JCPenney’s catalog is not only slimmer, it’s also much more targeted—no doubt thanks to some comprehensive data analysis: rather than featuring home and apparel merchandise as its old-school tomes did, the new-school catalog will only feature home-department items, and it will be distributed via a targeted mailing to customers who previously purchased home items.

Greg Ellis, a strategist in consulting firm Kurt Salmon’s Private Equity and Strategy Practice, notes that JCPenney’s catalog journey is not uncommon. According to Ellis, as digital channels have grown in importance, retailers have gone through three distinct phases in managing their catalog businesses:

1. Reducing broad or indiscriminate catalog mailings

2. Using data to test new catalog formats and targeted catalog mailing reductions and redirections

3. Facilitating consumers’ use of catalogs in combination  with other channels

The third evolutionary wave of catalogs that Ellis describes can apply broadly to direct mail marketing as it is used, reused, rebooted, expanded, and integrated into the type of omnichannel strategy that JCPenney’s Rodgers lays out.

New Dimension #3: Warmth

On first glance, Juice Homes’ three-by-five card with a rundown of an Austin, TX, neighborhood’s property sales metrics looks like a relatively standard two-dimensional piece of direct mail. A deeper look reveals other dimensions, including local real estate expertise and an understanding of the unique cultural and architectural characteristics of Crestview, one of the city’s hottest real estate pockets.

As important as those dimensions are to the mailer, there is another dimension that even the most effective direct mail pieces can generate only indirectly, asserts Realtor Jason Heffron, Juice Homes founder and co-owner. “The warmth of direct mail is limited,” says Heffron, a 2014 winner of Austin’s Platinum Top 50 Award and the Texas representative on the National Association of Realtors Professional Standards Committee.

He takes pains to make his property sales review cards as warm as possible. For example, Heffron enlisted a local design firm, Arts and Recreation, to create a neighborhood-appropriate layout (which makes use of app-esque icons) that resonates with Crestview’s professional residents, many of whom are architects, visual artists, and graphic designers.

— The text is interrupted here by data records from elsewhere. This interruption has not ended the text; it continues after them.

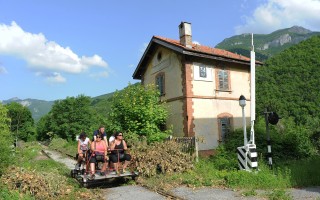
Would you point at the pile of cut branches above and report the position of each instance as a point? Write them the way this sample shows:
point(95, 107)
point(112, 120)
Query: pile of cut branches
point(165, 157)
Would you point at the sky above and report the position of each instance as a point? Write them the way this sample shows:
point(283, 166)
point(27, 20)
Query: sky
point(54, 49)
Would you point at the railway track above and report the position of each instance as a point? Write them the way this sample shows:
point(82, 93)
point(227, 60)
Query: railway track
point(166, 194)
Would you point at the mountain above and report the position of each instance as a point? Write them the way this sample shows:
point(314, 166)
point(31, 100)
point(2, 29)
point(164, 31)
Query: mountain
point(266, 45)
point(38, 108)
point(289, 83)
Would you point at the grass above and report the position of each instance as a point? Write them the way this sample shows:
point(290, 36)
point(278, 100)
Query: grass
point(274, 182)
point(33, 171)
point(304, 172)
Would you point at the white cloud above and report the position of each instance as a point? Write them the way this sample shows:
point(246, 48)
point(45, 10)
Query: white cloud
point(42, 54)
point(277, 14)
point(3, 70)
point(103, 74)
point(196, 42)
point(52, 77)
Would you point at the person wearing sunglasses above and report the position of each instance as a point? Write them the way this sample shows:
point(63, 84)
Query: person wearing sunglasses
point(98, 154)
point(101, 130)
point(118, 148)
point(83, 146)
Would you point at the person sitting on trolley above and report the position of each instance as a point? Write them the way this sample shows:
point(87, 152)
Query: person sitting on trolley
point(98, 153)
point(83, 146)
point(118, 147)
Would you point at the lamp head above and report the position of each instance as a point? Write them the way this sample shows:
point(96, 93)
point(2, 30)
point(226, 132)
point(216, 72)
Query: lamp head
point(242, 101)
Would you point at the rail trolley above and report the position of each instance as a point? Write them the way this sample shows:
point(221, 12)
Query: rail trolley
point(84, 177)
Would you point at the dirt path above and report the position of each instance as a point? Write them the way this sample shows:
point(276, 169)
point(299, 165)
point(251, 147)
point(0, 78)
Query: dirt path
point(141, 193)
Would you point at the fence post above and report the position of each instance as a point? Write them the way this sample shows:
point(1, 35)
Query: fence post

“The idea is that even if you just glance at the design, the images and layout will speak to you,” Heffron notes. “People want to do business with people who have deep expertise and with people who get them—and, in my case, who get their homes.”

The direct mail card’s statistics—number of houses sold, average list and sale price, average days on market, and average home size, along with year-over-year comparisons—convey Juice Homes’ expertise and its Crestview-specific knowledge. The design addresses the “I understand you” dimension.

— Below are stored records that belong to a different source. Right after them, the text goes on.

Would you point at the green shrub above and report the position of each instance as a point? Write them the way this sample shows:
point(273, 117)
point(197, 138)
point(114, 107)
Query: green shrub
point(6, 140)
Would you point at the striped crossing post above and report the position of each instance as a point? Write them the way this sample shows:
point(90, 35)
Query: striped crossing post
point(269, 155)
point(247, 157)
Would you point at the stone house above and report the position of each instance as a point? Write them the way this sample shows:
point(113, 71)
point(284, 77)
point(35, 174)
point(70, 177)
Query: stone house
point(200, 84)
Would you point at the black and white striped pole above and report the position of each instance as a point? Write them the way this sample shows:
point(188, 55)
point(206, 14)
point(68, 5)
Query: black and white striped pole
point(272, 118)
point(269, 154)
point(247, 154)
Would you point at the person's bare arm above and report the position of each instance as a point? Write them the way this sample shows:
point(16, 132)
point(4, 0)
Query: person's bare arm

When Heffron earns a Crestview house listing or a new buyer, he finds out how the customer learned about him so he can track the return on his direct mail spend. That ROI in the past two years has been excellent: For every dollar he invests sending direct mail to the 700 residents in his Crestview “farm” (a real estate term for segment), he has generated $5 in commissions.

It helps that for-sale listings generated from direct mail can expand the farm: Each “For Sale” sign planted in a front yard contains a box of flyers with details about the house, and links to Juice Homes’ site and Facebook page. “This often results in additional listings with more signs and more flyers,” Heffron reports. “It can snowball.”

Despite Juice Homes’ direct mail success, Heffron plans to add another dimension to his property sales mailers later this year: more value for residents. He’s currently looking into partnerships with local businesses through which he might include offers for, say, 50% off a fruit smoothie, slice of pie, or mocha latte. “One of my direct mail goals this year is to provide more value to more people,” Heffron says. “Partnering on this type of coupon would give a neighborhood business value through additional marketing, and it would give the folks on my farm a discount at one of the shops they tend to visit regularly.”